Evolutionary Algorithms (EAs) play a crucial role in the architectural configuration and training of Artificial Deep Neural Networks (DNNs), a process known as neuroevolution. However, neuroevolution is hindered by its inherent computational expense, requiring multiple generations, a large population, and numerous epochs. The most computationally intensive aspect lies in evaluating the fitness function of a single candidate solution. To address this challenge, we employ Surrogate-assisted EAs (SAEAs). While a few SAEAs approaches have been proposed in neuroevolution, none have been applied to truly large DNNs due to issues like intractable information usage. In this work, drawing inspiration from Genetic Programming semantics, we use phenotypic distance vectors, outputted from DNNs, alongside Kriging Partial Least Squares (KPLS), an approach that is effective in handling these large vectors, making them suitable for search. Our proposed approach, named Neuro-Linear Genetic Programming surrogate model (NeuroLGP-SM), efficiently and accurately estimates DNN fitness without the need for complete evaluations. NeuroLGP-SM demonstrates competitive or superior results compared to 12 other methods, including NeuroLGP without SM, convolutional neural networks, support vector machines, and autoencoders. Additionally, it is worth noting that NeuroLGP-SM is 25% more energy-efficient than its NeuroLGP counterpart. This efficiency advantage adds to the overall appeal of our proposed NeuroLGP-SM in optimising the configuration of large DNNs.
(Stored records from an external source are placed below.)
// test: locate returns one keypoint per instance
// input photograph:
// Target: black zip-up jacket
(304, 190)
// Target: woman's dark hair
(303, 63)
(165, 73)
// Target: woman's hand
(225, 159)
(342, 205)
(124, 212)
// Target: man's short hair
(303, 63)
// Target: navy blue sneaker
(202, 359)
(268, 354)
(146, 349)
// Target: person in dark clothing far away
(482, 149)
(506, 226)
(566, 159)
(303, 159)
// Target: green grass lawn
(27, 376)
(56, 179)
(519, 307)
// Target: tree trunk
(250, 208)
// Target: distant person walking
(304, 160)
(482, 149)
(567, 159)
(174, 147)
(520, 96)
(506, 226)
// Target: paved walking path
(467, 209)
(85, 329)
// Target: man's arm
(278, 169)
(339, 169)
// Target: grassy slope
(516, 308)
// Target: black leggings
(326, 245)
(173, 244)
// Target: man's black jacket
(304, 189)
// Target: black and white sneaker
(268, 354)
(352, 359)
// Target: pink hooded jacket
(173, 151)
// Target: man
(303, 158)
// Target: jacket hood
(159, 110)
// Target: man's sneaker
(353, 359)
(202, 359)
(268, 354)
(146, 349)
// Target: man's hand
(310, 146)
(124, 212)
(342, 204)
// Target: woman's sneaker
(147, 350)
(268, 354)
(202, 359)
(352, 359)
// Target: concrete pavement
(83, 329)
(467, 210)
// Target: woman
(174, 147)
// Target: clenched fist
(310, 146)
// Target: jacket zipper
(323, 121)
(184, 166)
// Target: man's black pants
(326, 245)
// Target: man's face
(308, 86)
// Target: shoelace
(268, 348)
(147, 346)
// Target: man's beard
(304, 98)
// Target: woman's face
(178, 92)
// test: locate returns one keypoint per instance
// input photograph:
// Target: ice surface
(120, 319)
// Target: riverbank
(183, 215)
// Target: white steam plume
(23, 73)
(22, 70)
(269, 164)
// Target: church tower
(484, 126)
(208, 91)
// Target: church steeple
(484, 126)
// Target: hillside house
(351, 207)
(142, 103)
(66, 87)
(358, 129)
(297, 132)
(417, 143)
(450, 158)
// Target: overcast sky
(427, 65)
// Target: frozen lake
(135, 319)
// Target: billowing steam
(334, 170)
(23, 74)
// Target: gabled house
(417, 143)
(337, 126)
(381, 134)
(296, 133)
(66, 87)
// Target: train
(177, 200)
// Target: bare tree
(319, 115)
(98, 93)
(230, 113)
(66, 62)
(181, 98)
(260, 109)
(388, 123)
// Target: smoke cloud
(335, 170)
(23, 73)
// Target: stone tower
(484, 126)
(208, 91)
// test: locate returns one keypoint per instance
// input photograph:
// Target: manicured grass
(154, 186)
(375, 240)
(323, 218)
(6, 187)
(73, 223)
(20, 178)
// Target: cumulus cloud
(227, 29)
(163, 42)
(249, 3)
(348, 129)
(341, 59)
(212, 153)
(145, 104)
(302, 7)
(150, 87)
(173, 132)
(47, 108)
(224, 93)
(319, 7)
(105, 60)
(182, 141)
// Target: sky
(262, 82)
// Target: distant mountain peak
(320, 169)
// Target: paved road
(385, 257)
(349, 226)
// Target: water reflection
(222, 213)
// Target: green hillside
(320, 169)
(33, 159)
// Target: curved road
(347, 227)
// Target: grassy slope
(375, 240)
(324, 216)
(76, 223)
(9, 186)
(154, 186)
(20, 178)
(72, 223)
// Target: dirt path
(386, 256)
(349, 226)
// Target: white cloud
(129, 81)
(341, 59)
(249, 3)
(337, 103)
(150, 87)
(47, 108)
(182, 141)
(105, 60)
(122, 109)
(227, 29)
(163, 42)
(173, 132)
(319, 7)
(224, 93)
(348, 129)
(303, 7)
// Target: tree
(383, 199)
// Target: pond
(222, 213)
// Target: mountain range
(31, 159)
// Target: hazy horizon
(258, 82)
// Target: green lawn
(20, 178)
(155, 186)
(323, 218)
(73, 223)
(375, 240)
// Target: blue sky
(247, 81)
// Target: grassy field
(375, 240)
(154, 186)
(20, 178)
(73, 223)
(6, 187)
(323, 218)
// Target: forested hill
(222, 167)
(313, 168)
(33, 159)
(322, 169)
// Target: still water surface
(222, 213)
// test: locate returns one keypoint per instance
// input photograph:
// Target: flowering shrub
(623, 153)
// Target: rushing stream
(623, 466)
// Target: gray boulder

翻译：摘要：进化算法在人工深度神经网络的架构配置与训练中扮演关键角色，这一过程被称为神经演化。然而，神经演化因其固有的计算开销而受到制约，需要多代迭代、大种群规模及大量训练周期。其中计算最密集的环节在于评估单个候选解的适应度函数。为解决该挑战，我们采用代理辅助进化算法。尽管已有少量代理辅助进化算法应用于神经演化领域，但由于存在信息利用困难等问题，这些方法均未真正应用于大型深度神经网络。本研究借鉴遗传编程语义学思想，使用深度神经网络输出的表型距离向量，结合能够有效处理大型向量的克里金偏最小二乘法，使此类向量适用于搜索过程。我们提出的方法名为神经线性遗传编程代理模型（NeuroLGP-SM），可在无需完整评估的情况下高效准确估计深度神经网络适应度。与包括未使用代理模型的NeuroLGP、卷积神经网络、支持向量机及自编码器在内的12种方法相比，NeuroLGP-SM展现出具有竞争力甚至更优的结果。值得注意的是，NeuroLGP-SM的能效较其原版NeuroLGP提升了25%。这一效率优势进一步增强了我们提出的NeuroLGP-SM在优化大型深度神经网络配置中的整体吸引力。